Even Chinese players are facing the heat. One of the major Chinese players, which has big plans for India, recently deferred its launch plans for a tablet. After confirming the price of the tablet to be launched, the company’s spokesperson asked us to make a correction in the launch announcement, and he attributed the change of plan to the fall of the Rupee against the Dollar.
Meanwhile, some other players are tweaking their products by reducing the specification of their devices to absorb the price difference. Beetel reduced the specification of its recently launched Beetel Magiq tablet. It will now come with a 768 MHz processor compared to the 1 GHz processor in the earlier version. The company also ditched internal memory in favour of external memory. This in fact helped them reduce the overall cost by Rs 200; whereas it could have been a much greater reduction had it not been for the Rupee’s fall.
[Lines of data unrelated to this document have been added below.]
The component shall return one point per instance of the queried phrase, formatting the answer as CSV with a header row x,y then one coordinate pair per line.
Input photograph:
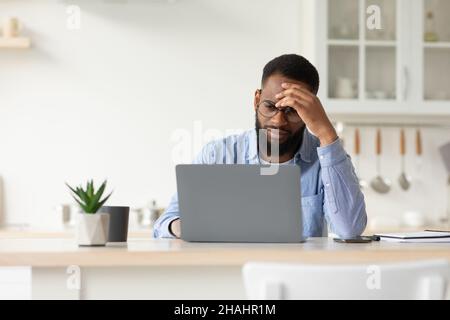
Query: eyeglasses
x,y
268,109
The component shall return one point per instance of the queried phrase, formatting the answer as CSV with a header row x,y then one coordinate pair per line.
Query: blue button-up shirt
x,y
329,185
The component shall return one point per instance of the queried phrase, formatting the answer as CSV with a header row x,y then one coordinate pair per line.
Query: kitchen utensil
x,y
419,160
357,146
403,179
379,184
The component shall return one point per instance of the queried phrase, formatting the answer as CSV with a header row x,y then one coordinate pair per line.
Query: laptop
x,y
236,203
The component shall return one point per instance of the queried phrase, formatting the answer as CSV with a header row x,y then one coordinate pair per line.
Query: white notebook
x,y
424,236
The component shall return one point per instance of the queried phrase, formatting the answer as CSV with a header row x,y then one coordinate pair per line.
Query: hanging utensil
x,y
357,152
379,184
403,179
418,151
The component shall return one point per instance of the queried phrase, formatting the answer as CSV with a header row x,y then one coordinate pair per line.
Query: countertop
x,y
39,251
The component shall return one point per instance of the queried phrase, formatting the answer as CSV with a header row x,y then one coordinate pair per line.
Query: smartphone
x,y
361,239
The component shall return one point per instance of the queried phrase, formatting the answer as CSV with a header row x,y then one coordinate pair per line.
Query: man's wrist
x,y
328,138
170,227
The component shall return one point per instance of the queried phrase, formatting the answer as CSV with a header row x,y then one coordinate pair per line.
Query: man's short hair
x,y
294,67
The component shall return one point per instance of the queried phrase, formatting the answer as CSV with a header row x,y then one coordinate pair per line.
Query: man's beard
x,y
290,145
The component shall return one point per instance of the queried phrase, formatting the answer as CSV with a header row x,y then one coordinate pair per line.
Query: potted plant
x,y
93,227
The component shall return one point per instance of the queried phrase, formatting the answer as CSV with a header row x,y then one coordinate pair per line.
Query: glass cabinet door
x,y
436,53
381,52
343,49
362,62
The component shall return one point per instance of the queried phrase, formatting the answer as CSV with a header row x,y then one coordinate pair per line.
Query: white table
x,y
146,268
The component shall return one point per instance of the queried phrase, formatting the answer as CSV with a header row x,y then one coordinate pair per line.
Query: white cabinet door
x,y
384,66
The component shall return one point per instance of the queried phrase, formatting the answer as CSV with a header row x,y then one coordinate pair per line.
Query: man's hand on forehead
x,y
309,109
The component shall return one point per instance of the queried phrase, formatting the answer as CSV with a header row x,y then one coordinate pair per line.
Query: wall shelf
x,y
15,43
444,45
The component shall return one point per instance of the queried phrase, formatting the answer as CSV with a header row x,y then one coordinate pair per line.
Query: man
x,y
288,108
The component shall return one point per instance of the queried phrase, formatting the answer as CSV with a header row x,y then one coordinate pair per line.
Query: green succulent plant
x,y
89,199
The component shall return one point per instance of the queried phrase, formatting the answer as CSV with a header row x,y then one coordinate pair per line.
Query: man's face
x,y
289,133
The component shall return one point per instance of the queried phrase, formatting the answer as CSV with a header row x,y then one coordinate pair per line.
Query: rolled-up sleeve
x,y
161,227
344,205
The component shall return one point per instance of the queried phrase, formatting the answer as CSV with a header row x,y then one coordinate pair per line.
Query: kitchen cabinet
x,y
401,69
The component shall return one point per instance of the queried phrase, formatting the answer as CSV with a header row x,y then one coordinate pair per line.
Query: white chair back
x,y
406,280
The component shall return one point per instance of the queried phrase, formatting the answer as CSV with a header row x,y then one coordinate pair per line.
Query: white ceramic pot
x,y
92,229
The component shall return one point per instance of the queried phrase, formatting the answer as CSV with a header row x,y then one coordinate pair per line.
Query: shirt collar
x,y
304,152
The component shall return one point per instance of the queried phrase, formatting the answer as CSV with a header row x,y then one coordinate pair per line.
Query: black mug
x,y
118,222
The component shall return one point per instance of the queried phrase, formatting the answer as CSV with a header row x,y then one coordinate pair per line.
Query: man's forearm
x,y
344,201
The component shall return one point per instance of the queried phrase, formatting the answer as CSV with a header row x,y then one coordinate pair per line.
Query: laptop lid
x,y
236,203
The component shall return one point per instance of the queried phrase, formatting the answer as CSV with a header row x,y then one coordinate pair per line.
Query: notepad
x,y
424,236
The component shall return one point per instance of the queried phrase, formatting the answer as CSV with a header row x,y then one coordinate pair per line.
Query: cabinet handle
x,y
405,83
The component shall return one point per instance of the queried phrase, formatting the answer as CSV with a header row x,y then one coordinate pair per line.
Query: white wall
x,y
103,101
106,100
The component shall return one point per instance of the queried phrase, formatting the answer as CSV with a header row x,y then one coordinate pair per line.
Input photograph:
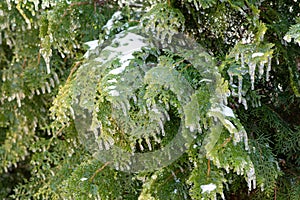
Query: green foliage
x,y
91,91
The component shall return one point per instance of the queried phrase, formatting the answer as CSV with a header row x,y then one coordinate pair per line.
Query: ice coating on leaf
x,y
251,178
268,68
108,26
225,110
257,54
240,87
208,188
252,66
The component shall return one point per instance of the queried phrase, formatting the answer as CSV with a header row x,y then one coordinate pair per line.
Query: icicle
x,y
56,78
48,87
3,76
240,87
36,4
252,67
269,68
149,144
261,69
244,102
242,61
43,89
18,100
72,112
52,82
141,146
251,178
8,4
236,57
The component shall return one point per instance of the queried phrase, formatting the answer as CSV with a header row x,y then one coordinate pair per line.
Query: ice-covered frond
x,y
172,80
293,33
163,21
253,59
203,3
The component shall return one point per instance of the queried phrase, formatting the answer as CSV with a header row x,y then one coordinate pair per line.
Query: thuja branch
x,y
94,2
99,170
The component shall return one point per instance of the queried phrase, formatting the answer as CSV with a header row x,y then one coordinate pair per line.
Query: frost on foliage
x,y
293,33
202,3
251,59
163,21
208,188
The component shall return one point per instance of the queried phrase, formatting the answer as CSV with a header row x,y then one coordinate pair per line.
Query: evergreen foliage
x,y
91,91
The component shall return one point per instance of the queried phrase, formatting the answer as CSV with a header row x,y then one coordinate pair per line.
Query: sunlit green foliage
x,y
230,90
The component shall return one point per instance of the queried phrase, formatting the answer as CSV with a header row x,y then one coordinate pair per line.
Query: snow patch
x,y
258,54
208,188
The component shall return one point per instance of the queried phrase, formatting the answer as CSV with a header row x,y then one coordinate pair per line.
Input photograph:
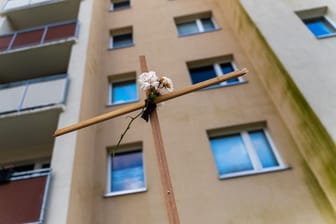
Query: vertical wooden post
x,y
167,187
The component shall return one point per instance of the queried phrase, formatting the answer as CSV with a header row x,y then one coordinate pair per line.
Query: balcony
x,y
32,94
24,196
30,111
31,53
24,14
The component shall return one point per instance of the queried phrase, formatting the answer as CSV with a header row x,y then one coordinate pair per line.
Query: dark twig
x,y
127,128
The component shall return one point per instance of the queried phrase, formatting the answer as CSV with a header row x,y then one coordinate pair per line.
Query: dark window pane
x,y
127,172
230,154
201,74
121,5
319,26
45,165
124,92
187,28
263,149
208,25
23,168
123,40
227,68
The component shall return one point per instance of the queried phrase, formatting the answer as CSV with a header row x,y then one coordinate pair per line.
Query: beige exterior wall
x,y
311,68
201,197
299,81
276,94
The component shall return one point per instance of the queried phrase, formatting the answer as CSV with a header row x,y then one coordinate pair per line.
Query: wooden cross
x,y
159,146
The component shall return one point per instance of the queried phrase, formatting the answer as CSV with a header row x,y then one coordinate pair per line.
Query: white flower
x,y
148,80
166,85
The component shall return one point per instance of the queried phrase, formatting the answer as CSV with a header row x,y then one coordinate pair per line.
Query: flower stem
x,y
126,129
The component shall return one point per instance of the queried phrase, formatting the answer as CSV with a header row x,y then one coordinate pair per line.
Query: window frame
x,y
197,19
218,71
113,2
326,22
252,153
124,149
110,91
119,32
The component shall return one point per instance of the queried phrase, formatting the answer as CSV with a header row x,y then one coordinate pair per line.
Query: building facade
x,y
254,149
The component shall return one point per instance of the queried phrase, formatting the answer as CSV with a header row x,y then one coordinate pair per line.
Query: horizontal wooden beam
x,y
139,105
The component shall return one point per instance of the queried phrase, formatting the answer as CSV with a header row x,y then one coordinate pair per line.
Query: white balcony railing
x,y
33,93
14,4
38,35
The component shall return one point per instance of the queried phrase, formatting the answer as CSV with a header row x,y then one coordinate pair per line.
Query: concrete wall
x,y
311,137
201,197
303,55
65,194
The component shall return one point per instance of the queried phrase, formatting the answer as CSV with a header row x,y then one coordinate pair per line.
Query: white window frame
x,y
112,35
219,72
328,20
257,166
199,25
113,2
216,66
110,91
108,173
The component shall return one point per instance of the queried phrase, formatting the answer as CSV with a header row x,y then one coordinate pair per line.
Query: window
x,y
211,70
317,21
320,27
123,92
126,172
121,38
121,4
245,152
195,24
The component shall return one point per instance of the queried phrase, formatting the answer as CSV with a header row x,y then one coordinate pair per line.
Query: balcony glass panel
x,y
44,93
28,38
23,198
10,98
5,41
36,36
11,4
60,32
32,94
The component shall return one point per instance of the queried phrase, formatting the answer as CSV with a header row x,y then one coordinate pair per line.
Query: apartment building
x,y
254,149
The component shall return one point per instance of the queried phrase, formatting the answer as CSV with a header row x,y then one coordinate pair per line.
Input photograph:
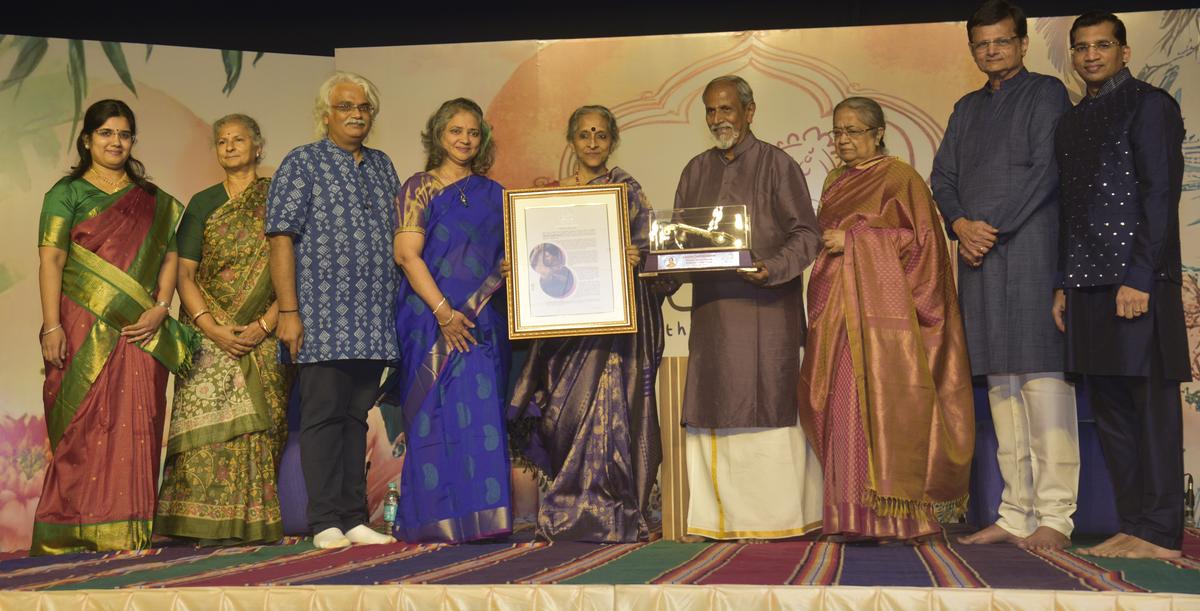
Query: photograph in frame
x,y
567,252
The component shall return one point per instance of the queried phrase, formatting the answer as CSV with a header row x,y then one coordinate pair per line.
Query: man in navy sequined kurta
x,y
1121,169
996,184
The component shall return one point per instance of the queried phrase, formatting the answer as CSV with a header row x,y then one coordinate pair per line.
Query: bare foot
x,y
1138,547
989,535
1103,547
1045,538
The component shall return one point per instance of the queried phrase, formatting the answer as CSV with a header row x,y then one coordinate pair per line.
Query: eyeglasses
x,y
1000,43
1101,46
105,132
853,132
345,107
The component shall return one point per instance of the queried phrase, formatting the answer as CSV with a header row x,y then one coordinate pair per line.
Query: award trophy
x,y
699,239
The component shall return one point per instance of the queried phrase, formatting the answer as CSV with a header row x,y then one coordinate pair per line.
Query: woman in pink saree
x,y
107,274
885,387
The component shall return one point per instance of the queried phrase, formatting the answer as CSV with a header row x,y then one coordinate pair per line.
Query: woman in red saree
x,y
885,387
107,273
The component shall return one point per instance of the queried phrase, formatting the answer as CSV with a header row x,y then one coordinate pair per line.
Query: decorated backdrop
x,y
528,89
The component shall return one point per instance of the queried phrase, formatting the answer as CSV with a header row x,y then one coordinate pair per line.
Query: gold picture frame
x,y
567,252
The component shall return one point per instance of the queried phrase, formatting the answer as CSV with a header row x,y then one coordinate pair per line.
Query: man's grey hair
x,y
745,95
327,89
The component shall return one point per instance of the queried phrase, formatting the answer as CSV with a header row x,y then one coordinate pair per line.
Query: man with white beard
x,y
750,469
330,217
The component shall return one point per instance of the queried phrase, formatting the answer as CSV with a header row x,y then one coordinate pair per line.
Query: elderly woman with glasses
x,y
599,484
885,387
228,421
107,251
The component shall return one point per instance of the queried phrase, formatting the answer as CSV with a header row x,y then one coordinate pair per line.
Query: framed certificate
x,y
567,250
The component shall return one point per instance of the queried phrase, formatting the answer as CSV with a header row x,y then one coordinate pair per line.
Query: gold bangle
x,y
439,306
MNC brands like Nokia, Samsung and Motorola are also facing the heat as even they import most of their products. However, they have the ability to absorb this fall in the Rupee’s value as they work with higher value products which anyway become cheaper as they grow old.
However, the reduction in price will not be as much as it used to be. Typically a smartphone launched for Rs 30,000 usually costs Rs 24,000 after six months. But, in today’s condition the same smartphone’s price would only come down to Rs 27,000. This happened in the case of Sony Ericsson Xperia Play and Arc, Samsung Galaxy SII etc.
In case of low end products, the cost of technology is negligible so there is little space to absorb this hike in procurement costs. Players like Nokia, Samsung and LG have manufacturing bases in India itself where they primarily manufacture basic mobile phones and therefore are less affected by the Rupee’s valuation even though they import most of the components that go into the phones being manufactured here.
This situation is in fact leading to an increase in focus on Indian manufacturing and the new telecom policy, which has stressed on Indian manufacturing, we might well see a spurt in manufacturing in the country.